Key findings highlighted by Paola Valentini include:
- UniCredit: Aberdeen Investments raised concerns over a significant salary increase and bonuses tied to extraordinary operations. Candriam Investors cited unjustified one-off awards in addition to a base salary increase exceeding 10%, without a clear rationale.
- BPER: PGGM Investments flagged that long-term incentive guarantees as not sufficiently performance-based.
- Intesa Sanpaolo: Allianz Global Investors called for transparency on objectives, outcomes to better asses the link between incentives and company performance.
- Bank of America: Aegon Asset Management criticised the discretionary nature of short-term pay decisions, which led to a misalignment between pay and performance. DWS Investment noted a lack of disclosure regarding both financial and ESG metrics for variable remuneration. Legal & General Investment Management opposed the package due to private jet use and insufficient performance linkage in equity awards.
- UBS: Allianz Global Investors opposed incentive plans that allow payouts despite underperformance and called for greater clarity in the disclosure of remuneration policy, indicators, performance results, and final outcomes.
- Goldman Sachs: Aberdeen, Legal & General, and Robeco opposed excessive $80 million retention awards to the CEO and COO, citing a lack of performance conditions and overlap with existing incentive plans. Florida State Board of Administration flagged pay-for-performance misalignment, while Norges Bank Investment Management advocated for simpler pay structures based mainly on restricted stock held for 5-10 years, regardless of resignation or retirement.

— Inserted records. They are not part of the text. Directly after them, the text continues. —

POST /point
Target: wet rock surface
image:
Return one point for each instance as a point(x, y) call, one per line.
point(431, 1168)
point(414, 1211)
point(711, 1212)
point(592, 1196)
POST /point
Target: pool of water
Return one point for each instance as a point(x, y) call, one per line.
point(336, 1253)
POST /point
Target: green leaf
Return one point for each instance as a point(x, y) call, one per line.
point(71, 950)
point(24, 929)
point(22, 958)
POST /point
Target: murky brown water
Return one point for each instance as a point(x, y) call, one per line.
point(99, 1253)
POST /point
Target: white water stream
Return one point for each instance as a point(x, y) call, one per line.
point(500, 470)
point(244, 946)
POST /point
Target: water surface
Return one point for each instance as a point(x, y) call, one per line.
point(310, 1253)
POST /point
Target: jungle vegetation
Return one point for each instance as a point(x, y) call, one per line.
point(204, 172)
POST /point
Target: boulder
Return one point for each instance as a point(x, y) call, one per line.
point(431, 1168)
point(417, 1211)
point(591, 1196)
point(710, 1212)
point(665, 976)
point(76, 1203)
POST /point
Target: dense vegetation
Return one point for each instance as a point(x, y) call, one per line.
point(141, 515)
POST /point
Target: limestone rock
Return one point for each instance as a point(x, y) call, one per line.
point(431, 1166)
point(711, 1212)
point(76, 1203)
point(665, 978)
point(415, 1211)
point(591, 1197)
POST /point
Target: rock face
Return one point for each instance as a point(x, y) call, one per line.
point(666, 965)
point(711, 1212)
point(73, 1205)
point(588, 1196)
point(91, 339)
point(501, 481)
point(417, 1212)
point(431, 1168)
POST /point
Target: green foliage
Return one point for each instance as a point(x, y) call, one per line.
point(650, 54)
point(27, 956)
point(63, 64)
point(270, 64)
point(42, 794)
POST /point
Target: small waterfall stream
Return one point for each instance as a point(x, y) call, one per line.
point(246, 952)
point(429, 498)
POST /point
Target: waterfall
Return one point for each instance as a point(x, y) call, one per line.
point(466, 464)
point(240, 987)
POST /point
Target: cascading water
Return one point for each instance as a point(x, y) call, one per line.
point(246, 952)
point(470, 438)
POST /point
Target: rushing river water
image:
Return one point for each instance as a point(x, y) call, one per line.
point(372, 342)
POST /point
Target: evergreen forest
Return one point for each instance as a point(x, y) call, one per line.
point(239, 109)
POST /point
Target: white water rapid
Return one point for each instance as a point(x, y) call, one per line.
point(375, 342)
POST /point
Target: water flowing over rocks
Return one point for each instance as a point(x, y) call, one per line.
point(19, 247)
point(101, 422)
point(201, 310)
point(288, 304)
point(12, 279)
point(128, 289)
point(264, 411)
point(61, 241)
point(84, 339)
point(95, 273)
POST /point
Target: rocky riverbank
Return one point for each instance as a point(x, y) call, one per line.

The article also presents highlights from the second edition of Stewardship in AQTION study, including:
- Proxy Advisor Use: ISS remains the most widely used provider, followed by Glass Lewis
- High-Profile Votes: AQTION’s analysis of Top 65 investors’ votes at major 2024 general meetings, including the controversial approval of Elon Musk's billion-dollar pay package at Tesla, suggests that European asset managers are more inclined to challenge management through voting, while U.S. investors remain comparatively cautious.